The ELN has also announced an armed strike to celebrate its 50-year anniversary. The group said the strike would last from July 3 to July 6 and affect businesses and roads in the departments of Arauca, Boyaca, Casanare, Santander, and Norte de Santander, all states near the Venezuelan border. 

SEE ALSO: ELN Profile

The strike was announced a day after the ELN set off explosives at an oil company complex in Arauca, seriously injuring at least 13 people. In response, Minister of Defense Juan Carlos Pinzon called the bombing “an act of absolute cowardice” and said the ELN would not succeed in pressuring the government. 

InSight Crime Analysis

The recent ELN bombings represent a departure from the organization’s usual tactics. With its base of operations in eastern Colombia near the Venezuelan border, the organization has been characterized by its attacks on economic infrastructure, and the use of kidnapping and extortion to generate revenue. 

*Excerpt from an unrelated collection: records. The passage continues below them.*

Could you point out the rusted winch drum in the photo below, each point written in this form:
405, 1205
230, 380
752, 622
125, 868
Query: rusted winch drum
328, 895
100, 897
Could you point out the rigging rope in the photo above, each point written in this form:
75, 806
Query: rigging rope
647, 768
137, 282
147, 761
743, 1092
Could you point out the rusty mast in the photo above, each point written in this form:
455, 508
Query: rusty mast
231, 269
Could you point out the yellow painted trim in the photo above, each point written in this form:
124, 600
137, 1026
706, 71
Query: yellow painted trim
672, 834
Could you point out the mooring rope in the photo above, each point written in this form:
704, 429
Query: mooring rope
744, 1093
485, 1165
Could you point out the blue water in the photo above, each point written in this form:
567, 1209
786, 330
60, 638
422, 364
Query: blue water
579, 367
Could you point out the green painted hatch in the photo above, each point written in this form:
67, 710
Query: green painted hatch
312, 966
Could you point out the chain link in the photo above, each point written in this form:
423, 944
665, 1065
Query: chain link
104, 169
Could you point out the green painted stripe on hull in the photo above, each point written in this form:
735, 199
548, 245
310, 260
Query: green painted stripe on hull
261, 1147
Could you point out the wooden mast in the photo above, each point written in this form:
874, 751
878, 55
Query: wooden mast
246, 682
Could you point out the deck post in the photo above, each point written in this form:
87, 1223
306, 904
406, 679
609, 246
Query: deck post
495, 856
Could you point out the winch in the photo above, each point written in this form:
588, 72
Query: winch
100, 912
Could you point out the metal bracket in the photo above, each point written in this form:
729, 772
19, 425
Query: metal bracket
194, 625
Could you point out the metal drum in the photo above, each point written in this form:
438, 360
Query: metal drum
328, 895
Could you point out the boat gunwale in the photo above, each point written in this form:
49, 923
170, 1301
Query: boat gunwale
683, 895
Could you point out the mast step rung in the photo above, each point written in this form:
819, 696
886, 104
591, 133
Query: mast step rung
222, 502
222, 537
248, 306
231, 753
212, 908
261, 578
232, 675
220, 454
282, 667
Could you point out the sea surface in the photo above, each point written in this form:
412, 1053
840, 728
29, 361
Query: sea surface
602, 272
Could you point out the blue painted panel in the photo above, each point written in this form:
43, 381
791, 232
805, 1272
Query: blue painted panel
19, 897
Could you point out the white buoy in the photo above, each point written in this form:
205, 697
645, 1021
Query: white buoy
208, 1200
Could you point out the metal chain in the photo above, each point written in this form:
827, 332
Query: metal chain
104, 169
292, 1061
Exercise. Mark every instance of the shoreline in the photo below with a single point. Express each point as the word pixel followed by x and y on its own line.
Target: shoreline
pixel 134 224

Although the ELN frequently attacks oil wells and pipelines, targeting oil company employees is not as common. Setting off a bomb in Bogota is also highly unusual, and likely designed to draw attention to the organization in the hopes of garnering more negotiating power in preliminary peace talks with the Colombian government.

SEE ALSO: Colombia News and Profiles

The approach may backfire, however, since President Juan Manuel Santos’ administration has vowed to continue military operations against both the ELN and the other rebel organization, the Revolutionary Armed Forces of Colombia (FARC), until peace agreements are reached with each.

The government will also likely submit any eventual peace agreement with the ELN to a referendum. The most recent presidential elections indicated the country is deeply divided on the issue of peace, and attacks against unarmed civilians and bombings in Bogota are not going to build public support for an accord.